Friday, March 22, 2013
Do NOT send emails or memos such as these...(now with further background 26Apr13)
{The Scholar's Survival Manual, this blog, is a continuation of my other blog, This Week's Finds in Planning. I will repost here a few of my recent This Week's postings. The book, The Scholar's Survival Manual that will be out Fall 2013 is drawn entirely from This Week's postings. I am now restricting This Week's Finds in Planning to city planning, cities, and social science}.
Preliminaries: The contents of the emails I received were not problematic. Rather, it is their tone and hostility that strike readers as curious. I should note that when I received these emails, I was not at all offended. I just wondered what was going on in the students' minds that they wrote them. I became clinical and professional, and my responses never tried to fathom their intentions. But others read these emails, and indicated that they were hostile and outlandish. I am not sure about hostile and outlandish, but others are quite sure.

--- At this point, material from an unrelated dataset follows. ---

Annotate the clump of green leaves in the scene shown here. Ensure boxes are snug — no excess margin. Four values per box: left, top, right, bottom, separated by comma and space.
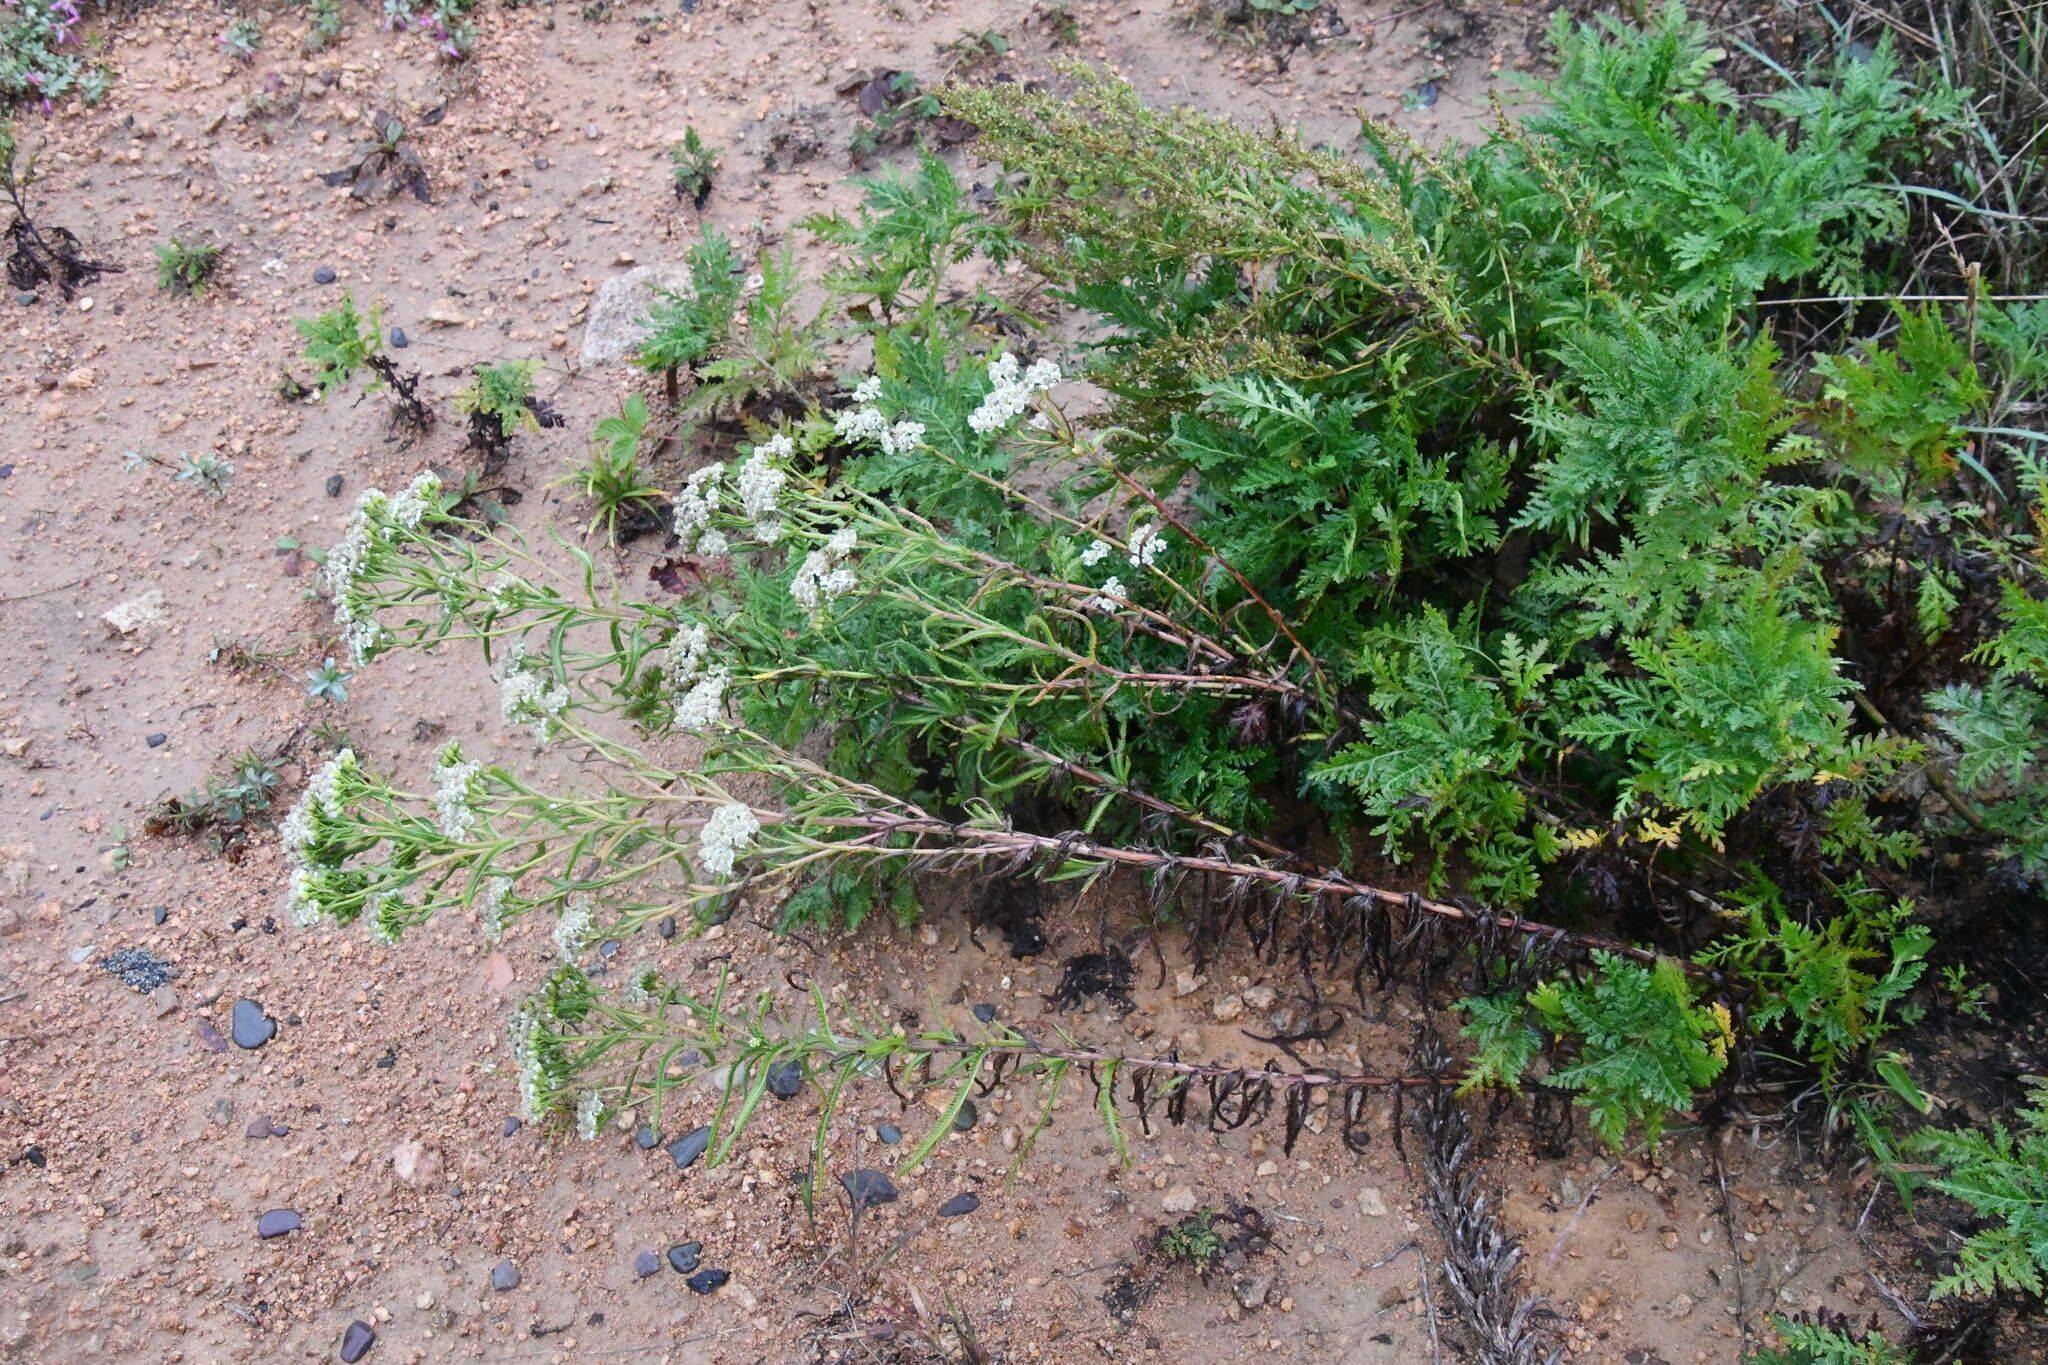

26April13: Now it is months after these emails. From further information, I have a better feel for the background, at least for the second email below. The original instructor was not available, and the circumstances around that were disturbing to students. Moreover, it was believed that there was no syllabus for the course. And my preliminary first draft syllabus was quite rough, since I had been asked to teach the course late in the game. Over the next ten days I revised it several times, and that was not comforting I gather. Later it was discovered that the reading was not central to classwork, even though I do believe it was crucial to many of the projects. Students felt that the university was not attending to them, even as they were spending their own money and time. And I had sent them emails earlier in the semester which some found uncomfortable, while others found them comforting. In sum, there was lots of turmoil, and the note to me was a reflection of that. Its tone was unfortunate, since I could have been much more comforting if I had known the origin of the problem, and that tone was inappropriate in any case (I am told by my colleagues). There is another lesson here. When you receive a communication, especially email, that is somehow off, it's best to be professional, pay attention to the issues, be anodyne. That won't solve the problem, but at least you have been serious. Later, and informally, find out what's going on. My intuitions about what to do had been honed by watching student discomfort at other institutions at other times.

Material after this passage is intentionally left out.